Hi All,
After some extensive Portland group compiler testing I have found a set of
options that appear to work well.
With the default options with configure and -p4 giving the SSE options on
a
64 bit pentium machine there are a number of test failures (big failures)
with QMMM/PIMD and Amoeba.
I have tried a number of different options, here is a summary.
-----------------
On 32 bit P4 machines the following seem to work well:
FFLAGS= -O1 $(LOCALFLAGS) $(AMBERBUILDFLAGS)
FOPTFLAGS= -fast $(LOCALFLAGS) $(AMBERBUILDFLAGS)
(Gives only 3 very minor differences)
FFLAGS= -tp p7 -O1 $(LOCALFLAGS) $(AMBERBUILDFLAGS)
FOPTFLAGS= -tp p7 -Mscalarsse -Mvect=sse -Mflushz -fast -O3 $(LOCALFLAGS)
$(AMBERBUILDFLAGS)
(Gives only 5 very minor differences)
So we can choose either of these for regular (old) 32 bit P4 machines -
and
I assume, although have not tested, old 32 bit AMD chips as well.
-----------------
On 64 bit machines things seem to be a lot more complicated.
Using just -O1 and -fast still give a lot of major differences in PIMD
tests
involving QMMM and Amoeba tests.
The following options DO NOT WORK:
FFLAGS= -O1 $(LOCALFLAGS) $(AMBERBUILDFLAGS)
FOPTFLAGS= -fast $(LOCALFLAGS) $(AMBERBUILDFLAGS) !FAILS
FFLAGS= -O1 -Kieee -Mnofprelaxed $(LOCALFLAGS) $(AMBERBUILDFLAGS)
FOPTFLAGS= -fast -Kieee -Mnofprelaxed $(LOCALFLAGS) $(AMBERBUILDFLAGS)
!FAILS
However, turning off optimization completely works:
FFLAGS= -g $(LOCALFLAGS) $(AMBERBUILDFLAGS)
FOPTFLAGS= -g $(LOCALFLAGS) $(AMBERBUILDFLAGS)
So it seems that the problems in 64 bit mode are a function of
optimisation
- possibly on a single file but this may take quite a long time to find.
The only option that I can get to work properly on a 64 bit Pentium is to
compile it 32 bit. The following option works (one has to explicitly
specify
-tp p7 and also specify -m32 on the gcc line):
CFLAGS= -D_FILE_OFFSET_BITS=64 -D_LARGEFILE_SOURCE -O2 -m32
FFLAGS= -tp p7 -O1 $(LOCALFLAGS) $(AMBERBUILDFLAGS)
FOPTFLAGS= -tp p7 -Mscalarsse -Mvect=sse -Mflushz -fast -O3 $(LOCALFLAGS)
$(AMBERBUILDFLAGS)
So, for the moment it looks like Portland group's 64 bit compilation code
is
broken. Kim, can you try compiling 32 bit using the attached config file
on
your Opteron machine with the Portland group compiler.

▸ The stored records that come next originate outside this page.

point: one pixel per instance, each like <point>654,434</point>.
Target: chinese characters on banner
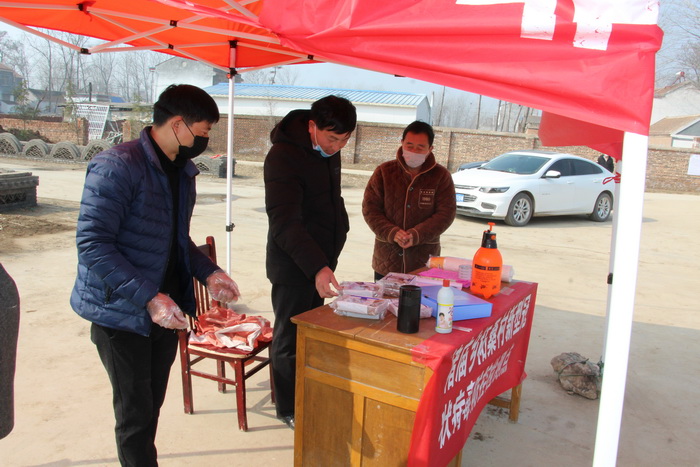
<point>470,369</point>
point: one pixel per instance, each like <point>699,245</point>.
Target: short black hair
<point>193,104</point>
<point>418,128</point>
<point>334,113</point>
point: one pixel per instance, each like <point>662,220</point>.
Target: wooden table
<point>358,389</point>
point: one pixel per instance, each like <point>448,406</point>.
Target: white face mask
<point>318,148</point>
<point>413,159</point>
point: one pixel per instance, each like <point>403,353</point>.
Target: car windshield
<point>521,164</point>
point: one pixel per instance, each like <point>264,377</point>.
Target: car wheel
<point>602,208</point>
<point>520,210</point>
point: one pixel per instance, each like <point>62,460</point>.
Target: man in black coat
<point>308,225</point>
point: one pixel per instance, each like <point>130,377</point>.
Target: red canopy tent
<point>588,64</point>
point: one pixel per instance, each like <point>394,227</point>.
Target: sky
<point>339,76</point>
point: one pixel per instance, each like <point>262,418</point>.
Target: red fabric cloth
<point>470,369</point>
<point>588,61</point>
<point>224,328</point>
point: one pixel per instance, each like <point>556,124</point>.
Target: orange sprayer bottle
<point>486,266</point>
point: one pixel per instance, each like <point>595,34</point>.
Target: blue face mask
<point>317,147</point>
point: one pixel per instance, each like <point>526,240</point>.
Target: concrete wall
<point>374,143</point>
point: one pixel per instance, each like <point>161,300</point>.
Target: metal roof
<point>302,93</point>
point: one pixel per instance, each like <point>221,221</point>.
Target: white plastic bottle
<point>446,302</point>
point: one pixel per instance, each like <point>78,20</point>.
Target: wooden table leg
<point>512,403</point>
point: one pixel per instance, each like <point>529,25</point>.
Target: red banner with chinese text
<point>470,369</point>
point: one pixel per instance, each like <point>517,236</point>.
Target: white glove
<point>222,288</point>
<point>164,312</point>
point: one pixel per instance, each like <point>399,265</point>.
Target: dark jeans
<point>288,301</point>
<point>138,368</point>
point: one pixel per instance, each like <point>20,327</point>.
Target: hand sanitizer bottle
<point>446,302</point>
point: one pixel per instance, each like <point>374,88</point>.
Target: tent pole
<point>611,266</point>
<point>229,154</point>
<point>616,357</point>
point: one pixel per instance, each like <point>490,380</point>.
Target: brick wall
<point>374,143</point>
<point>55,132</point>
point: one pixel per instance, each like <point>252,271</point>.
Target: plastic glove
<point>324,279</point>
<point>222,288</point>
<point>164,312</point>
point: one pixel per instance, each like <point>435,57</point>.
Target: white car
<point>518,185</point>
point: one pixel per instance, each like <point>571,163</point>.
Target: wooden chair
<point>245,364</point>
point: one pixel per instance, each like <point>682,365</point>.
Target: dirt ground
<point>63,413</point>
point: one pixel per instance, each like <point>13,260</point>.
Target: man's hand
<point>165,312</point>
<point>403,239</point>
<point>222,288</point>
<point>324,279</point>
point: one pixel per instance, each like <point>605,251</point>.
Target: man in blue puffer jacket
<point>136,260</point>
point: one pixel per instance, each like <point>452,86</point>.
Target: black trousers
<point>288,301</point>
<point>138,368</point>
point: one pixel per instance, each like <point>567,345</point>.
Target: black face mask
<point>185,153</point>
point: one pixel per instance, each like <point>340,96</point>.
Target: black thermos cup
<point>409,309</point>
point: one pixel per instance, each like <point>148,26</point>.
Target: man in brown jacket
<point>409,202</point>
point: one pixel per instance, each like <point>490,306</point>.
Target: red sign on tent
<point>587,60</point>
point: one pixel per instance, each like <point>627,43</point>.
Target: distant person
<point>136,260</point>
<point>607,162</point>
<point>308,225</point>
<point>408,203</point>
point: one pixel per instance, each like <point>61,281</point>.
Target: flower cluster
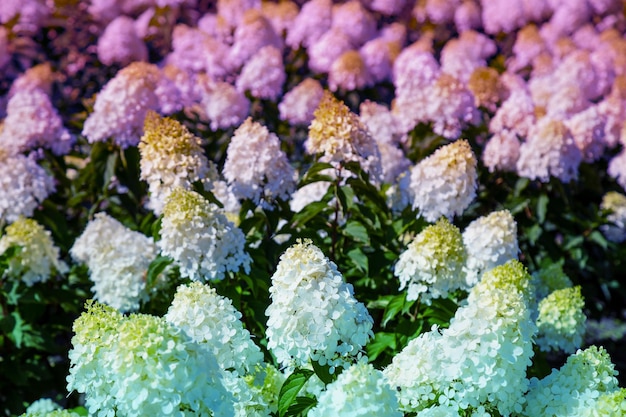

I have also attached the TEST_FAILURES.diff file for an EM64T machine
running the latest Amber 9 CVS tree compiled with PGF90 6.1-3 using the 32
bit compilation target given above.
Unfortunately I can't test many more options this weekend as the wife is
threatening me with divorce if I so much as think about switching my
computer on tomorrow :-(...
I'll try and narrow things down some more on Monday. For the release
though
I think we should use (depending on how the opteron tests pan out) one of
the following options (depending on how safe we feel with the sse options)
for ALL machines, both x86 and x86-64, with the Portland group compilers:
CFLAGS= -D_FILE_OFFSET_BITS=64 -D_LARGEFILE_SOURCE -O2 -m32
FFLAGS= -tp p7 -O1 $(LOCALFLAGS) $(AMBERBUILDFLAGS)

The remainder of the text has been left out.